Karakaya. Ajanslardan haberler, teleksle haberler, toplantı masasının üzerinde; Hasan da şövalye gibi haberlerle savaşıyordu. Analiz haberini veya analiz yazısını tamamlamış, masayı toparlamış, yazısını kontrol için okuyor. Eyvah, bir aksilik var yazı veya haberde. Hasan çöp sepetini yakalamış masanın üzerine döküyor, pirinç ayıklar gibi haber ayıklıyor. Hepimiz başına toplanıyor muziplik yapmaya başlıyoruz, o da bütün muzipliğini toplayarak espri donanmasına başlıyordu, meydan tam bir şenlik alanına dönüyordu. Çokça tanık olduğum bu sahneler hiç gözümün önünden gitmiyor. Hasan Karakaya müthiş bir haber analizci idi. Onun, okuduğumuz bir haberi, bir yazısı hayat bulurken; abartmadan en az on haber, bir dergi, birkaç günlük gazete; operatör doktorun ameliyat masasında yatar gibi onun masasında olurdu. İlk on sayısını birlikte çıkardığımız Cuma dergisinin bodrum kattaki ofisinde Hasan'ın bu çalışma düzenini daha yakından gözlemledim.
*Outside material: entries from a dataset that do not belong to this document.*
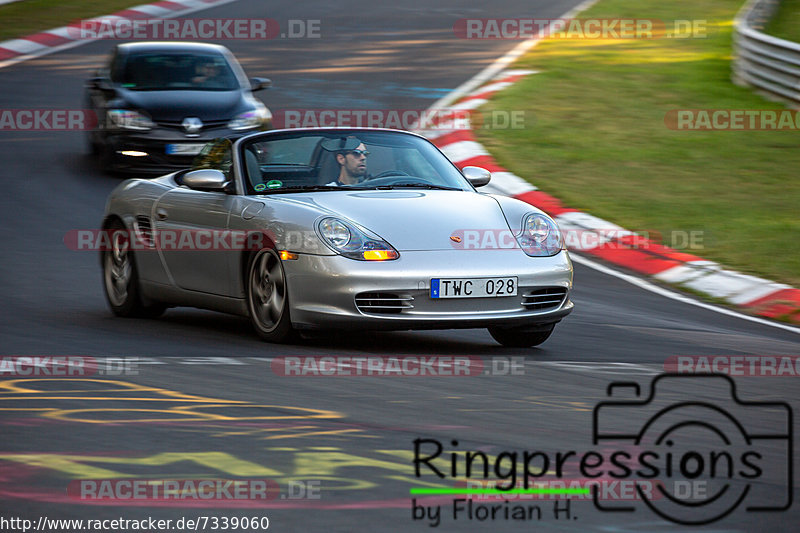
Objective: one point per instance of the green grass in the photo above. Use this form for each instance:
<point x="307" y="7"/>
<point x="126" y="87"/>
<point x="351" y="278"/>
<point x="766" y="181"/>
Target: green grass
<point x="600" y="144"/>
<point x="786" y="22"/>
<point x="31" y="16"/>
Milli Gazete'de bazı polemiklerin arkasında dururdu Karakaya, ama gazetenin patronajı polemikçiliğe izin vermiyordu. Akitte ki Hasan Karakaya'yı okudukça, arkadaşlar olarak şaşırıyor, birbirimize soruyorduk: Ya Hu bu hamarat, munis ve espri makinesine ne oldu, yalın kılıç bir serdengeçtiye dönüştü? Hasan'ın ardından yazan herkes buna cevap vermeye çalıştı, doğru cevaplardı. 28 Şubat sürecinin başladığı ilk dönemdi, Hasan Karakaya önden, Akit arkadan tozu dumana katarak yürüyorlardı. Abdülkadir ile Akit'i ziyarete gittik. Mustafa Ağabeye biraz hayretimizi mucip biraz da sitemkar bir şekilde; "Ağabey bu kadar toz duman biraz fazla değil mi?" diye sorduğumuzda, Mustafa Ağabey: "Hayır fazla değil. Bu adiler millete moral bırakmadı. Bizim derdimiz moral takviyesi, yıkılmadık ayaktayız, görüntüsü verme gayreti." Hak vermiştik, Karakaya'nın yaptığı da buydu. Hasan Karakaya'nın elektrikli darbeli matkapla fotoğrafını vefatından sonra gördüm (demek gündemden kopmuşuz) güldürdü beni. "Matkap ağabey" diye yazılan bir yazı da okudum, Karakaya esprisinin zirvesi. Karakaya'nın, Fatih Camiindeki cenazesine giderken otobüste konuşan iki kişiye kulak misafiri oldum. Hasan'ı arkadaşına anlatırken, final cümleyi söyledi: "O tek başına bir orduydu." Aynen öyleydi.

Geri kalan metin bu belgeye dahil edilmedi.